Шульц: Теперь у нас появляется все больше свободного времени и, тем самым, возможности для разговора. Но чем более внешние обстоятельства способствуют этому, тем все менее нам этого хочется. Слишком многое мешает действительному желанию совместного бытия в разговоре, слишком много технических приспособлений вклинивается между собеседниками. Создается впечатление, что нечто мощное и всеобъемлющее предостерегает нас от того, что мы назвали здесь разговором.

Фромм: Я думаю, можно утверждать, что многие люди (возможно, даже большинство людей) просто боятся остаться наедине друг с другом, не имея какого-либо плана действий, подобного математическому алгоритму, не имея четкого предмета для дискуссии, не имея радиоприемника или телевизора. Они пугаются и теряются. Они не имеют ни малейшего представления о том, что сказать друг другу.
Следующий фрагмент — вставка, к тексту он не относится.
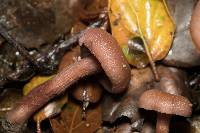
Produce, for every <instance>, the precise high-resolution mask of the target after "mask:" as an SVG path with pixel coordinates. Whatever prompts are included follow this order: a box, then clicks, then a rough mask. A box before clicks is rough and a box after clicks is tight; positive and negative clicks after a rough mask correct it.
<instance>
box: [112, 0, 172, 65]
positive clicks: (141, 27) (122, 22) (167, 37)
mask: <svg viewBox="0 0 200 133" xmlns="http://www.w3.org/2000/svg"><path fill="white" fill-rule="evenodd" d="M109 18H110V23H111V28H112V34H113V36H114V37H115V38H116V39H117V41H118V43H119V44H120V46H121V47H122V49H123V52H124V54H125V56H126V58H127V60H128V62H129V63H130V64H132V65H134V66H136V67H138V68H141V67H145V66H146V65H147V64H148V62H149V61H148V58H149V56H152V59H153V60H161V59H163V58H164V57H165V56H166V54H167V53H168V51H169V49H170V46H171V42H172V39H173V33H174V30H175V25H174V22H173V20H172V19H171V16H170V15H169V12H168V9H167V6H166V4H165V1H163V0H133V1H132V0H109ZM136 37H140V38H141V39H142V41H143V44H144V47H145V50H146V52H145V53H144V52H130V50H129V49H130V48H129V47H128V41H129V40H131V39H134V38H136ZM141 45H142V44H141ZM147 47H148V48H147ZM148 50H149V51H148ZM148 52H149V54H148ZM147 55H148V58H147Z"/></svg>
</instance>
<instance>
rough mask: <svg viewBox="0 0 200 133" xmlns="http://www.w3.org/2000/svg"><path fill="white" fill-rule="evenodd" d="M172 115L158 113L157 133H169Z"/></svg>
mask: <svg viewBox="0 0 200 133" xmlns="http://www.w3.org/2000/svg"><path fill="white" fill-rule="evenodd" d="M170 120H171V115H169V114H164V113H159V112H158V113H157V123H156V133H168V132H169V124H170Z"/></svg>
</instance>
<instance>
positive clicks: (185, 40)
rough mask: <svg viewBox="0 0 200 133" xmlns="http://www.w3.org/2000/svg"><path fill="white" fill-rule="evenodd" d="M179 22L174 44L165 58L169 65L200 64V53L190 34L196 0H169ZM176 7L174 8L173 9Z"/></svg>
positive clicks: (194, 65)
mask: <svg viewBox="0 0 200 133" xmlns="http://www.w3.org/2000/svg"><path fill="white" fill-rule="evenodd" d="M168 1H169V6H170V8H171V9H172V11H171V12H172V13H171V14H172V16H173V18H174V20H175V22H176V24H177V29H176V32H175V36H174V40H173V45H172V48H171V50H170V51H169V53H168V55H167V56H166V58H165V59H164V63H166V64H167V65H172V66H178V67H192V66H199V65H200V54H199V53H198V52H197V50H196V47H195V45H194V43H193V41H192V38H191V35H190V30H189V27H190V25H189V24H190V19H191V15H192V11H193V8H194V5H195V3H196V0H181V1H180V0H173V1H172V0H168ZM173 9H174V10H173Z"/></svg>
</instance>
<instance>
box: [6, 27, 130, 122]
mask: <svg viewBox="0 0 200 133" xmlns="http://www.w3.org/2000/svg"><path fill="white" fill-rule="evenodd" d="M79 44H80V45H84V46H85V47H86V48H87V49H88V50H89V51H90V52H91V53H92V55H93V56H94V57H93V56H88V57H85V58H83V59H81V60H79V61H77V62H75V63H74V64H72V65H70V66H68V67H67V68H65V69H63V70H62V71H60V72H59V73H58V74H57V75H56V76H55V77H53V78H52V79H50V80H48V81H47V82H45V83H43V84H41V85H39V86H38V87H36V88H35V89H33V90H32V91H31V92H30V93H29V94H28V95H27V96H25V97H23V98H22V99H21V100H20V101H19V102H18V104H17V105H16V106H15V107H14V108H13V109H12V110H11V111H9V112H8V113H7V116H6V119H7V122H8V123H10V124H14V125H22V124H24V123H25V122H26V121H27V120H28V118H29V117H30V116H31V115H32V114H33V113H34V112H36V111H37V110H38V109H39V108H41V107H42V106H44V105H45V104H46V103H47V102H48V101H49V100H51V99H52V98H54V97H55V96H58V95H59V94H61V93H63V92H64V91H65V90H66V89H67V88H68V87H69V86H70V85H72V84H73V83H75V82H76V81H78V80H79V79H81V78H83V77H85V76H89V75H92V74H95V73H100V72H102V69H103V71H104V72H105V74H106V75H107V77H108V78H109V80H110V82H111V83H110V85H111V86H110V87H109V89H108V91H109V92H111V93H120V92H123V91H124V90H125V89H126V87H127V86H128V84H129V81H130V77H131V74H130V66H129V64H128V63H127V61H126V59H125V57H124V55H123V53H122V51H121V48H120V47H119V45H118V44H117V41H116V40H115V39H114V38H113V37H112V36H111V35H110V34H109V33H107V32H106V31H104V30H102V29H98V28H91V29H87V30H85V31H84V32H83V33H82V35H81V36H80V38H79ZM95 57H96V58H95Z"/></svg>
Я не знаю, так ли это в Германии, но в Америке не принято приглашать в гости какого-то одного человека или даже одну супружескую пару. Гостей должно быть значительно больше, потому что если вас всего трое или четверо, вам грозят неловкие минуты молчания. В маленькой компании, чтобы никто не скучал, надо стараться изо всех сил, если, конечно, вы не решили проиграть все ваши старые пластинки. Если вас шестеро, то реального разговора, скорее всего, не возникнет, но, по крайней мере, вы сможете избежать болезненных пауз. Кто-нибудь всегда что-то да и скажет. Когда один уклонится от темы, другой вернет беседу в нужное русло. Это что-то типа двойного концерта — музыка никогда не кончается, но реального диалога не получается.

Я подозреваю, что масса людей считает удовольствие значимым, только если оно связано с какими-то вещными тратами. Индустриальная пропаганда приучила нас к мысли о том, что счастье исходит от вещей, которые мы можем приобрести. Лишь очень и очень немногие способны поверить в то, что можно прожить, и притом весьма счастливо, без всего этого товарного барахла. Раньше было не так. Мне сейчас семьдесят три. Пятнадцать лет назад люди, причем, люди даже с большим достатком, довольствовались весьма малым. Не было радио и телевидения, не было машин. Но зато был разговор. Конечно, если вы смотрите на разговор как на средство «развлечения», то разговор становится всего лишь пустой болтовней. Настоящий разговор не таков — он требует концентрации, сосредоточения, а вовсе не расточения всех внутренних сил. Если человек не живет внутренней жизнью, его разговор никогда не будет живым. Многие люди стали бы более «живыми», если бы не боялись «вылезти из своей раковины», не боялись бы показать, кто они есть на самом деле, не боялись бы отказаться от догматических подпорок, которые якобы предостерегают их от никчемности, если бы они не боялись находиться наедине с самими собой и с другими.

Шульц: Мы с Вами говорим по радио. Прерогатива радио и телевидения — информировать и развлекать публику. Именно эту миссию призваны охранять законы, управляющие радио- и телевещанием. С другой стороны, как Вы уже отметили и в чем никто не может сомневаться, именно радио и телевидение сыграли свою немалую роль в отмирании искусства разговора.

Фромм: Этот вопрос сильно занимает меня, и я был бы Вам очень обязан, если бы Вы поделились со мной своими соображениями по этому вопросу. Считаете ли Вы, что радио и телевидение воздействуют на человека сходным образом и выполняют сходные функции, или они все же сильно разнятся между собой?